General government services is now the second biggest sector after the finance, real estate and business sector, trumping both retail trade and manufacturing.

Analysts warn this makes the economy vulnerable to the slowdown in government spending that is taking place now and is ultimately unsustainable.

"It shows that the government's share in the economy is rising at the expense of the private sector," said Econometrix chief economist Azar Jammine.

"The government has been spending so much on compensation of employees that it has crowded out private sector investment, mostly in the mining and manufacturing sectors."

Because the government was paying public sector employees so well, unions in the private sector had responded by becoming militant in their demands for wage increases, he added.

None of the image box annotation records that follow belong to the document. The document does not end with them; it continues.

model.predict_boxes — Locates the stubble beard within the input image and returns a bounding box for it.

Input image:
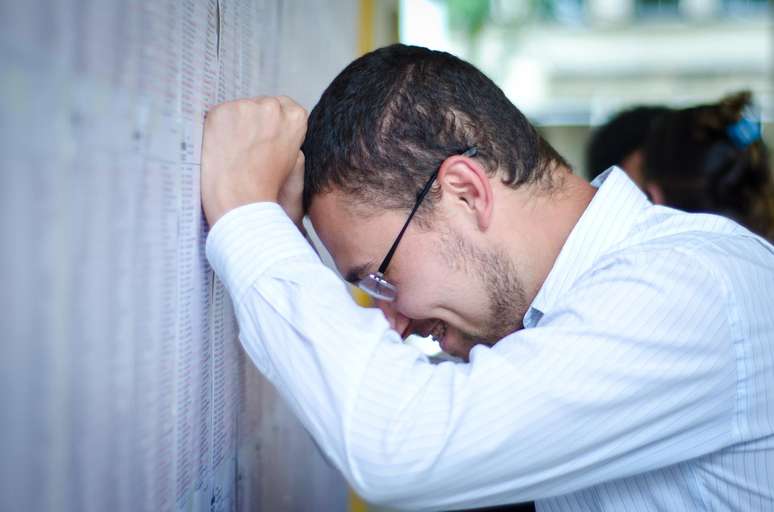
[447,234,529,347]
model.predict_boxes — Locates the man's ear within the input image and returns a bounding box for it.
[437,155,494,230]
[645,181,666,205]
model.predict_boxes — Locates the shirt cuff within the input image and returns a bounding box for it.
[205,202,320,303]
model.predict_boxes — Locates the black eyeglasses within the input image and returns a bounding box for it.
[357,146,478,302]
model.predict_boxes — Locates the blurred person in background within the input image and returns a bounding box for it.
[642,92,774,241]
[586,106,669,188]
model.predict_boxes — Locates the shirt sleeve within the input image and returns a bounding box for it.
[207,203,736,509]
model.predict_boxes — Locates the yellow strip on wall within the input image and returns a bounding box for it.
[357,0,375,55]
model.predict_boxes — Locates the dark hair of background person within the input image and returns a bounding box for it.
[586,105,669,179]
[302,44,569,218]
[645,91,774,240]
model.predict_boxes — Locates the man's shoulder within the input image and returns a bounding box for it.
[602,207,774,266]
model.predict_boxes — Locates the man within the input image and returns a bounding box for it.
[202,45,774,511]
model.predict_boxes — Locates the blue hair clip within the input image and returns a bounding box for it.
[726,107,761,149]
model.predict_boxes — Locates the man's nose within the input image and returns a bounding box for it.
[374,299,409,337]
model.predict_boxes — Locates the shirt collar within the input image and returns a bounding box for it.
[524,167,650,328]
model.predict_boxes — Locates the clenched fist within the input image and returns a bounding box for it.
[201,96,307,226]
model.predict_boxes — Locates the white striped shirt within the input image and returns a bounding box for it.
[207,169,774,511]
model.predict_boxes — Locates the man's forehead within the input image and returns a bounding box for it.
[309,192,386,278]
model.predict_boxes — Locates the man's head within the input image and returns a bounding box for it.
[303,45,584,356]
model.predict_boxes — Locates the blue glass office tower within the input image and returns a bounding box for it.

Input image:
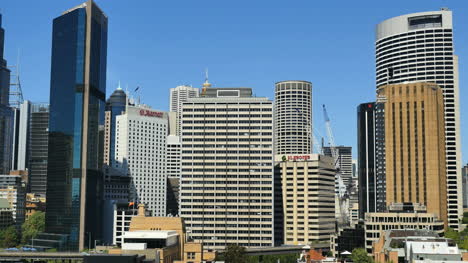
[46,0,107,251]
[0,14,14,174]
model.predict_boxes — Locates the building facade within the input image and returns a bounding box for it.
[0,14,13,174]
[275,154,336,249]
[180,88,273,249]
[113,105,168,216]
[169,85,200,136]
[357,102,387,219]
[274,81,313,155]
[28,103,49,197]
[46,0,107,251]
[104,86,127,166]
[377,83,448,227]
[375,9,463,229]
[0,175,26,229]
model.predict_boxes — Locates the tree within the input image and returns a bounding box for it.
[224,244,248,263]
[21,211,45,244]
[351,248,372,263]
[0,226,19,248]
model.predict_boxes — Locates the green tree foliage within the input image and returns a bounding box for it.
[224,245,248,263]
[21,211,45,244]
[0,226,19,248]
[351,248,373,263]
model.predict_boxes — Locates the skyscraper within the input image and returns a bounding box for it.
[180,87,273,249]
[274,80,312,155]
[46,0,107,250]
[0,14,14,174]
[375,9,463,229]
[169,85,200,136]
[357,102,386,219]
[29,104,49,195]
[377,83,448,226]
[104,88,127,166]
[113,105,168,216]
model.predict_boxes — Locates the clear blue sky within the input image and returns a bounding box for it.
[0,0,468,163]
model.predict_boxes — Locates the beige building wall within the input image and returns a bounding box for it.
[377,83,447,228]
[275,154,335,247]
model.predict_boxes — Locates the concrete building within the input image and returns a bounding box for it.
[180,87,273,249]
[462,164,468,209]
[364,204,444,254]
[377,83,448,226]
[322,146,353,195]
[28,103,49,198]
[372,230,468,263]
[109,205,216,263]
[375,8,463,229]
[0,175,26,229]
[169,86,200,136]
[113,202,138,247]
[166,135,182,216]
[275,154,336,249]
[357,102,387,219]
[45,0,107,251]
[274,81,313,155]
[0,14,13,174]
[104,84,127,166]
[113,105,168,216]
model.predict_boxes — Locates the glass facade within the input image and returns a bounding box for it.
[46,1,107,254]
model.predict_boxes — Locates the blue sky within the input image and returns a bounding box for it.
[0,0,468,163]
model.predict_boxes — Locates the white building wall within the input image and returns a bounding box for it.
[113,106,168,216]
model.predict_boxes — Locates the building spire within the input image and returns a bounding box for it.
[201,68,211,96]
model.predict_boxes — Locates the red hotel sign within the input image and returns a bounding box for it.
[288,155,310,161]
[140,110,164,118]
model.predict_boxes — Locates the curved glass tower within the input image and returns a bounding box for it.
[375,9,463,229]
[274,80,312,154]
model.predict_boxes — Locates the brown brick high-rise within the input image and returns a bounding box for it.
[377,83,447,229]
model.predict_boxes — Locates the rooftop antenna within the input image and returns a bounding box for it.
[201,68,211,97]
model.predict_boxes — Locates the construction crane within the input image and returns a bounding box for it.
[322,104,348,225]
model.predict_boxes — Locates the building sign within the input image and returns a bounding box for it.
[282,155,310,162]
[140,110,164,118]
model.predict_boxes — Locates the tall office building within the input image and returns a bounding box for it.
[357,102,387,219]
[0,14,14,174]
[104,85,127,166]
[113,105,168,216]
[462,164,468,208]
[375,9,462,229]
[169,86,200,136]
[166,135,182,216]
[28,103,49,196]
[377,83,448,226]
[323,146,353,193]
[45,0,107,250]
[180,88,273,249]
[274,81,312,155]
[275,154,336,249]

MacQuarie First South economist Elna Moolman said that if the government's expanded role in the economy was accompanied by better service delivery and efficiency, it would be less of a worry. "The problem is that service delivery has deteriorated in the past five to 10 years and the combination has become a drag on the economy. We are at a point where the government has to either cut back spending or increase taxes, which is also not good for growth."

Iraj Abedian, CEO of Pan African Advisory Services, said the assumption that the government could steer growth and investment was a "flawed ideological stance".

"Broadly the infrastructure requirement of growing the economy has been left entirely in the hands of the state, which is incapable of delivering on those," he said.